初監督作品でありながら、卓越した技量を発揮されていました。
そして、二作目となるのがこの「怪盗ルビイ」。
この映画、実はちゃんと原作があります。
ヘンリー・スレッサーによる「怪盗ルビイ・マーチンスン」。
天才的なアイデアで、強盗を計画するも、すべて失敗していくというピカレスク短編集です。
しかし、この原作の主人公は実は男。
その原作を、和田監督は、大胆にも当時バリバリのアイドルだったキョンキョンに演じさせます。
この辺りが、和田監督のセンス。
そのコメディタッチに、なんとも古き良きクラシック映画の香りがプンプン。
少々設定の甘いところや、ちょっと無理があるんじゃないのという箇所が、キョンキョンを魅力的に撮ることで、上手に丸め込んでしまいます。
映画なんだから、楽しければいいでしょう。
はいその通り。
お相手は、若き日の真田広之。
演じるのは、キョンキョンに振り回される純朴な青年役。
彼のオフビートなコメディ演技もなかなかのもの。
映画の中では、ハリウッドのミュージカル映画テイストで、キョンキョンと仲良くデュエットまでしてます。
ナンバーは、「たとえばフォーエバー」
調べたら、若き日の彼は、ちゃんと歌手としてレコードまで出してました。
レコードといえば、「怪盗ルビィ」の主題歌は、大瀧詠一作曲によるもの。
YouTube で、「夜のヒットスタジオ」バージョンを確認しましたが、はて、これ映画の中で使われていましたか?
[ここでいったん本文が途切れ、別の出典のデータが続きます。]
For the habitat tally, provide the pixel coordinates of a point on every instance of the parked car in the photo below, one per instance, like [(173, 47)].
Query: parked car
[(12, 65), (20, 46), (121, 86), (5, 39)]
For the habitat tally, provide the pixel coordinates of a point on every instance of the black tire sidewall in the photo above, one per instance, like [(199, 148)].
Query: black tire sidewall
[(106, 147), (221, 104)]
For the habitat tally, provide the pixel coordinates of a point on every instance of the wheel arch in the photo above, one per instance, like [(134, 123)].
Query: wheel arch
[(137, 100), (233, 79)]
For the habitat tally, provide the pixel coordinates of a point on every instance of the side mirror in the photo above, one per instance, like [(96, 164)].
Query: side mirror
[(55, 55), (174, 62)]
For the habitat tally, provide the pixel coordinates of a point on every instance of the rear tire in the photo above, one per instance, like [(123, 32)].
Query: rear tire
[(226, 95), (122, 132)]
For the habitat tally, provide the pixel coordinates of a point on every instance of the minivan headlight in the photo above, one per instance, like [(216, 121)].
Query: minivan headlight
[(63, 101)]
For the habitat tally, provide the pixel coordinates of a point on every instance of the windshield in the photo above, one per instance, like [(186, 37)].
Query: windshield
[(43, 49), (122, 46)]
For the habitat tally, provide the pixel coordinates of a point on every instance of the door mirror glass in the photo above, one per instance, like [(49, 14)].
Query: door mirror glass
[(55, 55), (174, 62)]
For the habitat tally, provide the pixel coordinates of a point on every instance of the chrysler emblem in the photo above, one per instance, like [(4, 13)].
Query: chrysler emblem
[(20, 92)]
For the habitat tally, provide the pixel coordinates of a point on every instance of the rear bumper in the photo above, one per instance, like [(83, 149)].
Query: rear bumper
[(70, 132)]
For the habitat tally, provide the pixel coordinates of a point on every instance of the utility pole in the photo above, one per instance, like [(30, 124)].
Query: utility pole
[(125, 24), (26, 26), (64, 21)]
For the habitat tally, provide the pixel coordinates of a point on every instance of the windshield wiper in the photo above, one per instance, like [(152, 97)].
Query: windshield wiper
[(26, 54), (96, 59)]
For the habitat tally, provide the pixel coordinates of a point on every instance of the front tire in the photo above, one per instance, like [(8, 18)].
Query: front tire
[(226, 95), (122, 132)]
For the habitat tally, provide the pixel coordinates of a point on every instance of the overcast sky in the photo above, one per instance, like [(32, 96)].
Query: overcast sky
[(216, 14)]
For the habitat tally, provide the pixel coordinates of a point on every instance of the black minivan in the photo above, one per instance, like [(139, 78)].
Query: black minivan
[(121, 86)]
(確認したら、映画のエンディングでは、ジャズバージョンになっていました。)
ちなみに、2曲とも作詞は和田さん。
「たとえばフォーエバー」にいたっては、作曲まで手がけていらっしゃいます。
彼自身が楽しんで、この映画を作っているという図がありあり。
こういうコメディ映画は、実にセンスがモノを言います。
やり過ぎてもしらけるし、やらな過ぎても面白くない。
そのあたりのさじ加減は、さすがにわかっていらっしゃる。
自分の映画を、エッセイストの和田さん自身はどう語るのか。
そのあたりはちょっと興味があります。
探してみればありそうですね。
ちなみに、和田さんの奥様は、料理研究家の平野レミさん。
楽しそうな家庭で、おそらく「カンゲワーチ」は・・・
遅ればせながら、心よりご冥福をお祈りいたします。